Vor genau 50 Jahren wurde die documenta in Kassel gegründet. Sie gilt bis heute als die international wichtigste Plattform für den Diskurs mit der aktuellen bildenden Kunst. Und entsprechend wird sie nun im Museum Fridericianum in Kassel mit einer Ausstellung über die Ausstellung gewürdigt.

Unter dem Titel Diskrete Energien holt der in Weimar an der Hochschule für Architektur und Bauwesen lehrende Michael Glasmeier Werke von 90 documenta-Künstlerinnen und -Künstlern nach Kassel zurück. Erstaunlicherweise sind es solche, die laut Ausstellungskonzept gegenläufig zur Kunstgeschichtsschreibung sind, weil sie sich dem Museum entziehen, entweder zu poetisch oder zu anarchisch sind.

Unter den ausgewählten Künstlern sind auch solche, die inzwischen auf dem Markt präsent und teuer sind, etwa Gerhard Richter, Ed Ruscha, Lucio Fontana und Fischli & Weiss. Aber bei dem Namen Seth Siegelaub stutzte selbst die Leiterin des documenta-Archivs, Karin Stengel. Er wurde von Harald Szeemann zur documenta 5 im Jahr 1972 eingeladen und scheint der Archivarin ein typisches Beispiel dafür zu sein, dass die documenta nicht für alle teilnehmenden Künstler eine Garantie für Anerkennung und steigende Preise auf dem Kunstmarkt ist.

Auch Manfred Schneckenburger, Inszenator der documenta 6 und 8 mit rund 1000 Künstlern, ist skeptisch, was die vermeintliche Karriereschmiede documenta angeht. Allerdings: Einen Dani Karavan, der damals kein Unbekannter mehr war, hat die documenta-Teilnahme endgültig durchgesetzt. Und nach der Ausstellung im Jahr 1977 war die Frage, ob Fotografie Kunst ist oder nicht, endgültig vom Tisch. Zudem räumt er ein, dass viele documenta-Ausstellungen einfach zu spät dran waren. Das gelte sowohl für die Pop Art im Jahr 1968 als auch die Jungen Wilden, die Rudi Fuchs 1982 prominent herausstellte, als ihr Ruhm fast schon den Höhepunkt überschritten hatte.

Dass auch die kommende documenta dem Kunstmarkt wenig Neues mitteilen werde, davon ist Jan Hoet, der künstlerische Leiter der documenta IX im Jahr 1992 überzeugt. Die Globalisierung hat die Informationsmöglichkeiten inzwischen so beschleunigt, dass die Insider wahrscheinlich schon alles gesehen haben, bevor es in Kassel landet, meint er. Allerdings will er nicht ausschließen, dass Entdeckungen dort durchaus zu machen sein könnten.

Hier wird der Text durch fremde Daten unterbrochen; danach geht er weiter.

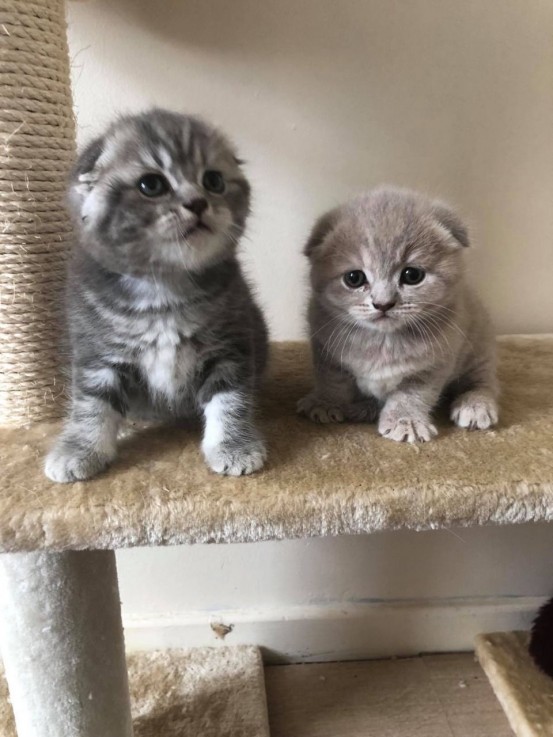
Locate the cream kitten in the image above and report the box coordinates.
[298,189,498,442]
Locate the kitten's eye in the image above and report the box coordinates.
[344,269,367,289]
[202,169,225,194]
[399,266,426,287]
[136,174,169,197]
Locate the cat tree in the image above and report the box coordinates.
[0,0,553,737]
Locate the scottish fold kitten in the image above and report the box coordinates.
[45,110,267,482]
[298,188,498,442]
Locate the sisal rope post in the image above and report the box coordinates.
[0,0,75,425]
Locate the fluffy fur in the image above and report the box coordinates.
[45,110,267,482]
[298,188,498,442]
[529,599,553,678]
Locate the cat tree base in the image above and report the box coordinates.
[0,551,133,737]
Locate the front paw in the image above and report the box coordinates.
[44,441,113,484]
[378,414,438,443]
[297,392,345,424]
[204,438,267,476]
[451,391,499,430]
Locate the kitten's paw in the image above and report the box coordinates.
[297,394,345,425]
[204,439,267,476]
[44,443,113,484]
[451,391,499,430]
[378,415,438,443]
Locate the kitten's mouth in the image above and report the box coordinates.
[182,220,213,238]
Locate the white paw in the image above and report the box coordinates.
[44,443,112,484]
[378,415,438,443]
[451,394,499,430]
[297,394,345,425]
[204,440,267,476]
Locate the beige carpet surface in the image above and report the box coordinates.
[0,337,553,552]
[0,647,269,737]
[476,632,553,737]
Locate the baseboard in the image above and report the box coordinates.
[124,597,544,663]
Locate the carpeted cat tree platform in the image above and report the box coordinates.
[0,0,553,737]
[476,632,553,737]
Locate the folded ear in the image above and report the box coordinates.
[433,202,470,248]
[303,210,338,258]
[69,137,104,213]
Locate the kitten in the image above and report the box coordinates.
[298,188,498,442]
[529,599,553,678]
[45,110,267,482]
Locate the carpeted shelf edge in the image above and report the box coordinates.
[0,336,553,552]
[475,632,553,737]
[0,645,269,737]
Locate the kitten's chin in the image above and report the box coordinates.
[363,317,402,333]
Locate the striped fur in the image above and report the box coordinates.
[45,110,267,482]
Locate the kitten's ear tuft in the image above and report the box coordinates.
[433,202,470,248]
[303,210,338,258]
[73,137,104,181]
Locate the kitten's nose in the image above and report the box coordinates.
[373,302,396,312]
[182,197,207,218]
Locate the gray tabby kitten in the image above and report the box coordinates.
[45,110,267,482]
[298,188,498,442]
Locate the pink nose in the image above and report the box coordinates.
[184,197,207,218]
[373,302,395,312]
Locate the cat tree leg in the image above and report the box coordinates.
[0,551,132,737]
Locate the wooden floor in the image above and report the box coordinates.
[265,654,513,737]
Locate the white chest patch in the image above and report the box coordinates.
[140,315,197,400]
[357,364,416,400]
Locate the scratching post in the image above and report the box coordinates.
[0,0,75,425]
[0,0,132,737]
[0,551,132,737]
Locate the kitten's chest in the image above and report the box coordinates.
[139,314,199,400]
[352,346,422,400]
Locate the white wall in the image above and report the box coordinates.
[68,0,553,657]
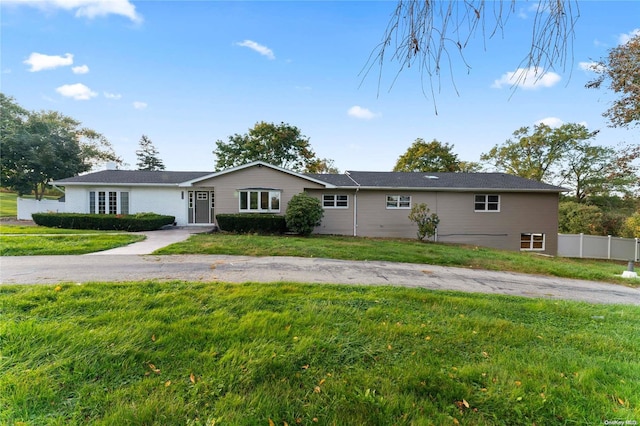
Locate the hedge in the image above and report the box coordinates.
[216,213,287,234]
[32,213,176,232]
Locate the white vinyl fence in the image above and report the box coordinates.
[17,198,66,220]
[558,234,640,261]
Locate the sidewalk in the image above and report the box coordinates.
[85,226,211,256]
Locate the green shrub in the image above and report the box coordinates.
[216,213,287,234]
[32,213,176,232]
[409,203,440,241]
[285,192,324,237]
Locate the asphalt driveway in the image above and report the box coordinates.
[0,252,640,305]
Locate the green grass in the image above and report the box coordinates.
[0,190,62,219]
[0,234,145,256]
[156,234,640,286]
[0,191,18,218]
[0,225,146,256]
[0,282,640,426]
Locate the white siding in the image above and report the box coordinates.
[65,186,187,225]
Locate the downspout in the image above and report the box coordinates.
[344,171,360,237]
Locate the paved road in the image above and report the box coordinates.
[0,254,640,305]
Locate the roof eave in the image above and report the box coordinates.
[179,161,336,188]
[338,186,569,193]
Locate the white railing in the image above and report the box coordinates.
[17,197,66,220]
[558,234,640,261]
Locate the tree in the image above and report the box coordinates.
[0,95,122,200]
[480,123,598,182]
[136,135,165,170]
[213,121,318,172]
[285,192,324,237]
[560,141,640,202]
[305,158,340,174]
[586,34,640,127]
[622,210,640,238]
[409,203,440,241]
[363,0,579,106]
[393,138,460,172]
[558,201,604,235]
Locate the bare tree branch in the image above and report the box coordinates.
[360,0,580,110]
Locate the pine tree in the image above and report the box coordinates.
[136,135,165,170]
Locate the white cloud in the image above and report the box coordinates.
[3,0,142,23]
[71,65,89,74]
[347,105,382,120]
[23,52,73,72]
[491,67,561,90]
[56,83,98,101]
[236,40,276,59]
[534,117,564,128]
[618,28,640,44]
[103,92,122,100]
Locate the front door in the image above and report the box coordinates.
[189,191,214,223]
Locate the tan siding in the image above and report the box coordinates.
[357,191,558,254]
[194,166,322,221]
[307,189,355,235]
[185,166,558,254]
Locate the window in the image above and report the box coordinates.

Doch diese Entdecker- und Marktlogik zu unterlaufen scheint das Bestreben des kommenden documenta-Leiters Roger M. Buergel zu sein. Er hat immer wieder betont, sagt der documenta-Geschäftsführer Bernd Leifeld, dass er kein Talentscout ist. Dazu befragt, sagt Buergel: Ich finde es schon interessant, darüber nachzudenken, wie sich die Feinheiten eines ökonomischen Kalküls auf Ausstellungen allgemein auswirken. Da wird eben vieles nicht gemacht, weil es keinen Absatzwert hat. Die documenta 12 sieht er als einen Freiraum, eben das zu realisieren, was sich nicht direkt vermarkten lässt. Zu verhindern ist es dabei wahrscheinlich nicht, dass auch über dieses Konzept wieder Künstlernamen ins Spiel und ins Geschäft kommen. So geschah es auch bei der Documenta 11 im Jahr 2002. Zu sehen war dort zum Beispiel der in London geborene nigerianische Künstler Yinka Shonibare - nur zwei Jahre später wurde er für den Turner Prize nominiert, und bei der diesjährigen Art Basel boten die New Yorker Galerie Cohan und der Londoner Aussteller Friedman seine starkfarbigen Textilskulpturen zu namhaften Preisen an.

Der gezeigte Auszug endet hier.